Kłopoty Daewoo - co dalej u nas...

Zdaniem ekonomistów z ING Barings, plany eksportowe Daewoo Poland są "nie całkiem osiągalne" - po pierwsze dlatego, że spółka ta w przeszłości była skłonna przeceniać własne moce produkcyjne, po drugie - z powodu trudności finansowych grupy Daewoo, wynikających, jak to ujęto - głównie z podejmowania rozległych inwestycji finansowanych za pomocą kredytów i pożyczek.
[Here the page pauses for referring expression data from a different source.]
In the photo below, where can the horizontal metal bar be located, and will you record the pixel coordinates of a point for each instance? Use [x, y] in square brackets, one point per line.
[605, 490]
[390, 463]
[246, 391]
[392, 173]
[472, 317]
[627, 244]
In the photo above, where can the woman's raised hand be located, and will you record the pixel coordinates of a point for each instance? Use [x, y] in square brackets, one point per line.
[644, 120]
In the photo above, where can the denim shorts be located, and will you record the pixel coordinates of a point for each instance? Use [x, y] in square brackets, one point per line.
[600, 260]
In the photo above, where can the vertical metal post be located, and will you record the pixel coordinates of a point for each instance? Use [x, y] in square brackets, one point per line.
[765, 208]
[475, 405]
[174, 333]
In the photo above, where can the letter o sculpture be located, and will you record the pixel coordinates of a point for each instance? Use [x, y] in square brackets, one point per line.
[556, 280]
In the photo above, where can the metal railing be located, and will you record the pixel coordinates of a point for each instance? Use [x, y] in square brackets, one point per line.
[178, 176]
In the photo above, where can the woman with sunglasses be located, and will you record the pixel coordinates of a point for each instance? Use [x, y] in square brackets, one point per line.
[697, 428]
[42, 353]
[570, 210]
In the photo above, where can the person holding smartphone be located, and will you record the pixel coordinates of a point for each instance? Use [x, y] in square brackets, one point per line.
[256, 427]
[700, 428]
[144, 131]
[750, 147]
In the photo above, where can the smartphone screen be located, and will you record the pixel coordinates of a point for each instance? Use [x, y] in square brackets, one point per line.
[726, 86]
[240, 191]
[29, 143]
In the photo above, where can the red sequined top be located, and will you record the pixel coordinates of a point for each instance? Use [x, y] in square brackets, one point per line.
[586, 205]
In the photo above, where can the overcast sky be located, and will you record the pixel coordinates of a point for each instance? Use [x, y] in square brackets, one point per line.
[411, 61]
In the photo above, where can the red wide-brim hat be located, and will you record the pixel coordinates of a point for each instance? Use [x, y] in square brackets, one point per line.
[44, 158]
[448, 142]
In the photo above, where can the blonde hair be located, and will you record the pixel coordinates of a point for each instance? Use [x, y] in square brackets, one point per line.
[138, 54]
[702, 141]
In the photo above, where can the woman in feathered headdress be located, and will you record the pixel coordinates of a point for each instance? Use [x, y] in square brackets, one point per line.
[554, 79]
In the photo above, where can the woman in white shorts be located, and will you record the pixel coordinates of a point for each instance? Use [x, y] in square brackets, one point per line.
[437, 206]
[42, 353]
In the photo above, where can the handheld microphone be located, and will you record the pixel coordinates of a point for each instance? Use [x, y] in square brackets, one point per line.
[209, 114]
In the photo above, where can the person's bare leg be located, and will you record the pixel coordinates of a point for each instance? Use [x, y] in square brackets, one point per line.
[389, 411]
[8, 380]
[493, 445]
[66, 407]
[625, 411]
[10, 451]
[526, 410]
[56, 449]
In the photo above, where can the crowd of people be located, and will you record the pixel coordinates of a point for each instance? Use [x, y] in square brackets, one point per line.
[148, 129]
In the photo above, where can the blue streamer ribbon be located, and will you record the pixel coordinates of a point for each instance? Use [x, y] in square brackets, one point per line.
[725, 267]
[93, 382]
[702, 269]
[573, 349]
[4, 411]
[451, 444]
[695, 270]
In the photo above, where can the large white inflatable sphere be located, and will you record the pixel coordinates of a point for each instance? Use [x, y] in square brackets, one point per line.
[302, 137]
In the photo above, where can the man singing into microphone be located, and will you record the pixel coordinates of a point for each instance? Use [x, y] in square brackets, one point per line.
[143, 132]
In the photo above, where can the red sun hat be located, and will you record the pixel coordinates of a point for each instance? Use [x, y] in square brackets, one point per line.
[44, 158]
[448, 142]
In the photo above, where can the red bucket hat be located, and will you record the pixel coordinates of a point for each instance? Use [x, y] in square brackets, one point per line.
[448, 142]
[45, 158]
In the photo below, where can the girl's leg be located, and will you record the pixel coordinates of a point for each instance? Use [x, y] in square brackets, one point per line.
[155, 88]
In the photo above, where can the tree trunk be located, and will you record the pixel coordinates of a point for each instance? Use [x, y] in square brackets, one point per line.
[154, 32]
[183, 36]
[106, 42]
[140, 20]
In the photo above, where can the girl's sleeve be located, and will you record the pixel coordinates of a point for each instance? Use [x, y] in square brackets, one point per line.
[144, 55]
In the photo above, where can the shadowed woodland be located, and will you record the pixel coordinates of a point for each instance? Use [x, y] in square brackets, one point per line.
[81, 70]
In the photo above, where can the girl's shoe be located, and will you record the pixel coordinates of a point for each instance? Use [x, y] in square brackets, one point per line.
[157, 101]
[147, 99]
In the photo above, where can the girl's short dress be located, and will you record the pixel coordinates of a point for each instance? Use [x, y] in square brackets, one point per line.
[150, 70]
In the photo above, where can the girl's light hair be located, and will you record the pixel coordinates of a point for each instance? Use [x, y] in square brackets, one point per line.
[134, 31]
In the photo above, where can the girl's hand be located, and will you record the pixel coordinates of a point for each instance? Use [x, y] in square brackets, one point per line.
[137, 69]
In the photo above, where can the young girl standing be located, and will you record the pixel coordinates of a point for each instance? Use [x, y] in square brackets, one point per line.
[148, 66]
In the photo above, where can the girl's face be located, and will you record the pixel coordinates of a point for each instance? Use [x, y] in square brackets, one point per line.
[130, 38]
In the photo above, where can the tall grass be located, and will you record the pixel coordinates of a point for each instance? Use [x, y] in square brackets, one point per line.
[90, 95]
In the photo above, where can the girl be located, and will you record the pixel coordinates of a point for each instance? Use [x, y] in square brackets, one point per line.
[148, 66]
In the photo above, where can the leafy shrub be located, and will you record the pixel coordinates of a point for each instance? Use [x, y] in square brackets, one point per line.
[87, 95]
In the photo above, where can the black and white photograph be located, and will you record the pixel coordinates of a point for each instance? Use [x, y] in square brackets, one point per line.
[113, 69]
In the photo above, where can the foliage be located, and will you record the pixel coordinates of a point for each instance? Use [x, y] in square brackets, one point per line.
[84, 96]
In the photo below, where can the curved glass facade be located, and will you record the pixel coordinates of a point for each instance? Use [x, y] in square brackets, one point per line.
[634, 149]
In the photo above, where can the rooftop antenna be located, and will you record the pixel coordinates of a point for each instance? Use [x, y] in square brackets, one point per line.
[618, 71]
Radykalne ograniczenie działalności Daewoo w Polsce jest, zdaniem ING Barings, nieprawdopodobne, ponieważ Daewoo Poland jest spółką rentowną, ponadto zaś Polska jest dla Daewoo Motors drugim co do wielkości rynkiem.Mimo to przeżywane obecnie przez grupę Daewoo duże trudności finansowe należy - wg INGB - poważnie wziąć pod uwagę, a na plany inwestycyjne tej firmy w Polsce trzeba spojrzeć "z pewnym sceptycyzmem"."Realistyczny scenariusz" ING Barings przewiduje, że plany eksportowe Daewoo w Polsce zostaną w tym roku wykonane w 30%, a w 2003 r. - w 70%. Bank ten zwrócił uwagę na towarzyszący bezpośrednim inwestycjom zagranicznym znany efekt, polegający na tym, że w pierwszym etapie (z powodu importu inwestycyjnego) powodują one pogorszenie bilansu handlowego, dopiero w późniejszych latach przyczyniając się do jego poprawy. (Zjawisko to w swoim czasie wystąpiło bardzo ostro np. w Wielkiej Brytanii, w pierwszych latach zagospodarowywania złóż ropy naftowej i gazu ziemnego na Morzu Północnym, powodując wówczas bardzo poważne obciążenie bilansu płatniczego - MK).Do niedawna jedynym zagranicznym producentem samochodowym w Polsce, który przeszedł przez ten punkt zwrotny, był Fiat. Po niedawnej decyzji Komisji Europejskiej, zwalniającej z cła importowane na jej obszar celny samochody produkcji Daewoo, wytwarzane już głównie z polskich części, drugim przykładem pozytywnego udziału bezpośrednich inwestycji zagranicznych w polskim bilansie płatności bieżących - zdaniem ING Barings - może stać się właśnie Daewoo. Wg prognoz banku, w latach 2002-2003 wzrost eksportu Daewoo Poland może mieć wpływ na polski bilans handlowy stanowiący w ujęciu netto 0,4% PKB - co, jak podkreślono, nie jest efektem, który można pominąć.